しんせいじはいけつしょう(そうはつがた/ちはつがた)
Neonatal sepsis (Early-onset sepsis, Late-onset sepsis)

【初診に適した診療科】
小児科
【どんな病気か】
細菌が血液中に存在し、さまざまな全身性の症状を現す病気です。発症頻度は出生1000人に対し、1~10人くらいといわれています。母親のおなかの中にいる期間(在胎週数)が短いほど頻度は高まります。新生児敗血症のうち、生後72時間以内に発症するものを早発型、生後72時間以降に発症するものを遅発型と分けています。
【原因は何か】
感染の時期と経路には、胎内での経胎盤感染、経産道感染(上行性羊水感染、産道通過時)、出生後の水平感染があります。感染の危険因子としては、早い時期の破水、胎児の周辺にある絨毛(じゅうもう)や羊膜の炎症、母体感染徴候(発熱、白血球の増加、腟培養陽性など)、低出生体重児、新生児仮死、点滴や栄養チューブなどの各種カテーテル、挿管チューブなどが知られています。
【症状の現れ方】
早発型敗血症は、ショック、チアノーゼ、呼吸障害などで急激な経過をたどります。遅発型敗血症は、早発型に比べればゆっくりと発症します。「何となくおかしい」症状、たとえば、哺乳量が少なくなる、おなかがふくれる、だらっとして元気がない、うとうと寝てばかりいる、息をとめる、うなり声をあげる、顔色が悪くなる、むくんでいる、尿量が減少する、などの症状がみられます。
【治療の方法】
治療方法には、(1)原因菌に対する抗生剤の投与、(2)免疫グロブリンの投与、(3)顆粒球コロニー形成刺激因子の投与、(4)合併症としての出血傾向の治療、(5)新鮮凍結血漿やドーパミン・ドブタミンなどによる抗ショック療法、(6)血糖、電解質異常、アシドーシスの補正、(7)呼吸障害に対するサポート、(8)けいれんなどの神経症状に対する治療、(9)菌や毒素、炎症を引き起こす物質の除去を目的とする交換輸血、および顆粒球輸血、血漿交換、などがあります。

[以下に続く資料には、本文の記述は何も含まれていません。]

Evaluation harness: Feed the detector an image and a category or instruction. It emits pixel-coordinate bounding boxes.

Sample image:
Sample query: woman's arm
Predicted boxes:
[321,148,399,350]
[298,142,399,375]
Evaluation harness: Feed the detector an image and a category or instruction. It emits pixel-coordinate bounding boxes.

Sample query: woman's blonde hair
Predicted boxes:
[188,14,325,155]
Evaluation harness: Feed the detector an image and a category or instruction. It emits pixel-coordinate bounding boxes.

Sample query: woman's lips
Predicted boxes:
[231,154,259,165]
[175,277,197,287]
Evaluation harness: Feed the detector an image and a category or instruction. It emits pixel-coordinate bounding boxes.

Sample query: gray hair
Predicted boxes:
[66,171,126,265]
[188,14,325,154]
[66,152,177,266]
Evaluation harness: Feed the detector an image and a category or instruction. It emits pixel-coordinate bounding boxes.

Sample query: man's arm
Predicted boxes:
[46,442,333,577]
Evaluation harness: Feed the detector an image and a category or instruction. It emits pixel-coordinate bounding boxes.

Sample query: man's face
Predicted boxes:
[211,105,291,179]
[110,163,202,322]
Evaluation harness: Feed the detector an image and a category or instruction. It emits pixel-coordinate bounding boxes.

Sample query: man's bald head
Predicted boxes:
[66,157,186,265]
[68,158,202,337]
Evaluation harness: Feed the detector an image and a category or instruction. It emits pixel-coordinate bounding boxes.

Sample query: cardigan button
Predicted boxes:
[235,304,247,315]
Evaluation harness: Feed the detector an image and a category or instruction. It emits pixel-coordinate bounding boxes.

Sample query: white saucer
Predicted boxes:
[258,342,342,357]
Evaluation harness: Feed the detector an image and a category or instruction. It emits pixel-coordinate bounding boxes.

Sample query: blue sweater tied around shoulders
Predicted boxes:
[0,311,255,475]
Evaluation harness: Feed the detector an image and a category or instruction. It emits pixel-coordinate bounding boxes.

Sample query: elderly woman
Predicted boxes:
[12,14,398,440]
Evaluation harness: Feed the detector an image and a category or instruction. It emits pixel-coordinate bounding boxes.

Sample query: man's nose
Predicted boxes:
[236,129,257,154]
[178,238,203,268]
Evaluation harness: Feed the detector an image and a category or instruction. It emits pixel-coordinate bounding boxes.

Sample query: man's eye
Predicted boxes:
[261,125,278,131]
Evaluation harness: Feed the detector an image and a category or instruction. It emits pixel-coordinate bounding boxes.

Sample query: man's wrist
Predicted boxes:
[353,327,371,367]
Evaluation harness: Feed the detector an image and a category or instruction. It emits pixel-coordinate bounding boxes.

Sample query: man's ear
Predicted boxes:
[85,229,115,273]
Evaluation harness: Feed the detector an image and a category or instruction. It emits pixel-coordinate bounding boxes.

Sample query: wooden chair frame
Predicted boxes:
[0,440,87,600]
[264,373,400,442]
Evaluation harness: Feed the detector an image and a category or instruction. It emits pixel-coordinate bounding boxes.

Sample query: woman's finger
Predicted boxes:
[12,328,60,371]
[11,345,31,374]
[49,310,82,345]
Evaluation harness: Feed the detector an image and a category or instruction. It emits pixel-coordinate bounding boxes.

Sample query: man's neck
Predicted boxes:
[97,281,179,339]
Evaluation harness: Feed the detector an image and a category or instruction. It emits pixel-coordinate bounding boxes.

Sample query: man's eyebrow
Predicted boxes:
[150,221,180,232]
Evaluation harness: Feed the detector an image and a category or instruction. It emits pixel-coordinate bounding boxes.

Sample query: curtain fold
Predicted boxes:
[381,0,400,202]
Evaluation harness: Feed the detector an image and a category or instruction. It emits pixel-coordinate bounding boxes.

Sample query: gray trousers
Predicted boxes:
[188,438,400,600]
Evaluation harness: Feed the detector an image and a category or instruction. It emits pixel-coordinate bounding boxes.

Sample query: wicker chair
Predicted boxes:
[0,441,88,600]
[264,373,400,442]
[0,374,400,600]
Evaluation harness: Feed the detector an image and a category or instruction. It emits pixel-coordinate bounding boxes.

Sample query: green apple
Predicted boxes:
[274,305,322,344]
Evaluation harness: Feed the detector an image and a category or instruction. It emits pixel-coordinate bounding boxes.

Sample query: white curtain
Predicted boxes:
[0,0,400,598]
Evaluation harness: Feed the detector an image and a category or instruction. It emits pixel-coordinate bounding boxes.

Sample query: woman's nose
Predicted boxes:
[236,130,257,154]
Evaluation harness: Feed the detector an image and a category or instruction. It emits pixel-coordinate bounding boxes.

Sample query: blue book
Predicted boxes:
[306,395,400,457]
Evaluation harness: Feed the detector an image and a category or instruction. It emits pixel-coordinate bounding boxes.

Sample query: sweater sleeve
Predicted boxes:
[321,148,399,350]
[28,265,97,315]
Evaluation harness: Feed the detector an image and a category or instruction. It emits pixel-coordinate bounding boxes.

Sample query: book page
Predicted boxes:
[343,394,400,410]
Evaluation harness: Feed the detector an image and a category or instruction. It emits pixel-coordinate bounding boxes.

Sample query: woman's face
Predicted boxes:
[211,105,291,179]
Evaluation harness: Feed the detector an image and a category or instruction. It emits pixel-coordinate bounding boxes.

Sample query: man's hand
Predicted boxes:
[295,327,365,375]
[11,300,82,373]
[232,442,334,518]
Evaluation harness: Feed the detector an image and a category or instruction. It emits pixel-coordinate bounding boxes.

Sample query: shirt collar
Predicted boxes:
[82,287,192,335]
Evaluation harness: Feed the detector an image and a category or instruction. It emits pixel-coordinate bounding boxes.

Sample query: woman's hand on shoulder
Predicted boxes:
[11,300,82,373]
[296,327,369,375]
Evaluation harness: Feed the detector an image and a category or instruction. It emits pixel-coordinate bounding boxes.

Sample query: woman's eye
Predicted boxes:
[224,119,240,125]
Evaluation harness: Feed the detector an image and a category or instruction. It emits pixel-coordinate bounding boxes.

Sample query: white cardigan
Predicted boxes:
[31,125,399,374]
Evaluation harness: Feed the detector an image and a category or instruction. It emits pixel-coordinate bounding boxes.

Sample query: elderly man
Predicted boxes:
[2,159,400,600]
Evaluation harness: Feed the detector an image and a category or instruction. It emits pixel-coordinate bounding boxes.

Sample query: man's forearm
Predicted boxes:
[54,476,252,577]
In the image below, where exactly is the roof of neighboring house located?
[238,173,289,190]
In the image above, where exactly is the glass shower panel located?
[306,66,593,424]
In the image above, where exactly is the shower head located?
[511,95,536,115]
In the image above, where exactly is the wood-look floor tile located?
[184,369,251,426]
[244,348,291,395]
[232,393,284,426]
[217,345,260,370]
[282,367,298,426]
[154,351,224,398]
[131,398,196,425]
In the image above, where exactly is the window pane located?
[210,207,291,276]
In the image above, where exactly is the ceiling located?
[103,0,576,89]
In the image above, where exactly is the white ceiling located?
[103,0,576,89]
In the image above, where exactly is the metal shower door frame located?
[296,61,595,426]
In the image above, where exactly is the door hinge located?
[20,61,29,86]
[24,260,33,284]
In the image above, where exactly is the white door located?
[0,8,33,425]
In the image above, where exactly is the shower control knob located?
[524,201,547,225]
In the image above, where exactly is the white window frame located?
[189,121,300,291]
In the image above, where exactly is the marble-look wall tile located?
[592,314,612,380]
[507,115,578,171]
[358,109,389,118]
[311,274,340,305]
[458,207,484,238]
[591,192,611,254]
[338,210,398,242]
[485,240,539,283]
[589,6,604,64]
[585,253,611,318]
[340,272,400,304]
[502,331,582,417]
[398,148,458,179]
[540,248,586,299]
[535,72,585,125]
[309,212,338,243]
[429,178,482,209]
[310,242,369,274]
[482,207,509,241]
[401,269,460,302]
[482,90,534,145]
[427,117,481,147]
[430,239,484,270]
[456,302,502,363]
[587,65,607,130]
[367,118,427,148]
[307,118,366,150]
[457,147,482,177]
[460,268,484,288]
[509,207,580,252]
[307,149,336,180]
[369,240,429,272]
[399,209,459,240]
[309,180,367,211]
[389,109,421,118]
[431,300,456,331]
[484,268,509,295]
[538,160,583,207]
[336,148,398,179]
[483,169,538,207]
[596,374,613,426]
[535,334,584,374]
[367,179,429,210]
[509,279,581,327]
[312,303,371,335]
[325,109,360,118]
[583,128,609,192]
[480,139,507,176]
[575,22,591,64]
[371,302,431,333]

 成熟児は十分な量の免疫グロブリンを母親からもらって生まれてきますが、早く生まれるほど不足しがちです。そのため、免疫グロブリンの補充によって好中球(細菌を倒す白血球)の貪食能(どんしょくのう)などの不十分な免疫能を補う可能性があります。しかし、投与後の死亡率に差がないという報告も多く、一律に投与することはできません。